Ralph wartete also, bis ihre Arbeitszeit zu Ende war. Dann führte er sie zum Essen aus, und sie redeten und redeten miteinander, und es war, als hätten sie sich schon immer gekannt. Es war Liebe auf den ersten Blick. Sally war das liebste und wundervollste Mädchen, das Ralph je erlebt hatte. „Jetzt kennen wir uns erst ein paar Stunden", sagte er, „und doch, auch wenn es verrückt klingt, möchte ich dich schon heiraten."

Und Sally nickte. „Auch wenn es noch verrückter klingt, aber ich sage Ja. Ich wußte vom ersten Augenblick an, wo ich dich sah, daß ich dich liebe."

Ralph umarmte sie und sagte: „Dann wollen wir doch gleich einen Priester suchen."

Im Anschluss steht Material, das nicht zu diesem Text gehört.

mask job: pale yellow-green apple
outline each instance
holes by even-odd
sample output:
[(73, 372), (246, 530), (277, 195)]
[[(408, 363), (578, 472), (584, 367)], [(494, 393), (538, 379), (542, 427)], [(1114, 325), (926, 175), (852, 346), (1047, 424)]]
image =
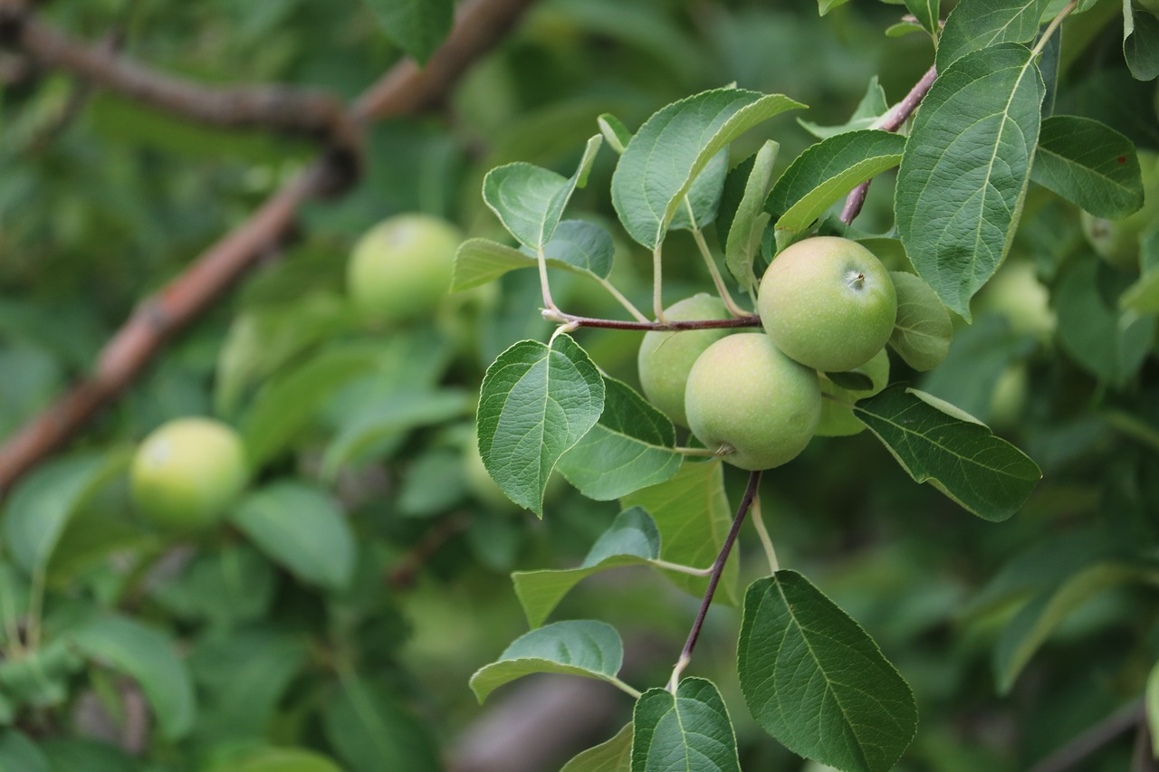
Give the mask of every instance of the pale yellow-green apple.
[(150, 434), (133, 457), (138, 512), (162, 527), (218, 524), (249, 479), (246, 451), (232, 428), (212, 418), (177, 418)]
[(374, 322), (430, 316), (451, 286), (454, 253), (461, 242), (459, 228), (429, 214), (382, 220), (350, 253), (350, 298)]
[(1083, 233), (1087, 242), (1108, 263), (1123, 270), (1139, 269), (1139, 235), (1159, 226), (1159, 154), (1139, 151), (1143, 173), (1143, 207), (1121, 220), (1107, 220), (1083, 212)]
[(872, 252), (848, 239), (817, 236), (773, 258), (760, 279), (757, 308), (781, 351), (816, 370), (843, 372), (885, 345), (897, 294)]
[[(701, 292), (673, 303), (664, 309), (670, 321), (728, 319), (720, 298)], [(644, 396), (661, 413), (681, 427), (688, 425), (684, 392), (688, 372), (705, 349), (724, 337), (728, 329), (653, 330), (640, 343), (636, 365)]]
[(700, 355), (685, 393), (688, 427), (742, 469), (770, 469), (804, 450), (821, 420), (817, 372), (764, 333), (738, 333)]
[(882, 349), (852, 372), (869, 378), (869, 388), (843, 388), (824, 374), (821, 376), (821, 422), (816, 434), (822, 437), (848, 437), (866, 425), (853, 415), (853, 403), (873, 396), (889, 384), (889, 355)]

In Las Vegas gibt es kleine Kirchen, in denen Tag und Nacht Trauungen vorgenommen werden. In einer davon heirateten Ralph und Sally.

„Jetzt fahren wir nach Hause", sagte Ralph. „Und ich stelle dich meinen Eltern vor."

Ralphs Eltern waren schon völlig aufgelöst gewesen. Als sie von der Kirche zurückgekommen waren, war ihr Sohn verschwunden. Es war fast Mitternacht, als er wiederkam, und bei sich hatte er ein wunderschönes junges Mädchen. „Ich stelle euch hiermit meine Frau vor", sagte Ralph. Sie wußten nicht, wie ihnen geschah.

„Deine Frau? Wie kannst du dich verheiraten? Du besitzt doch keinen Cent! Und wir unterstützen dich nicht."

„Braucht ihr auch gar nicht", sagte Ralph.

Und er zeigte ihnen seinen Scheck über zweihunderttausend Dollar. „Seht ihr das? Ich fange mein eigenes Geschäft an, und es wird sehr erfolgreich sein."

Und er fing sein eigenes Geschäft an, und es wurde sehr erfolgreich.

Auch Sally erwies sich als großartige Ehefrau. Fortan war Ralphs Leben einfach perfekt. Absolut perfekt.

Und das alles, weil er das dritte Gebot gebrochen hatte.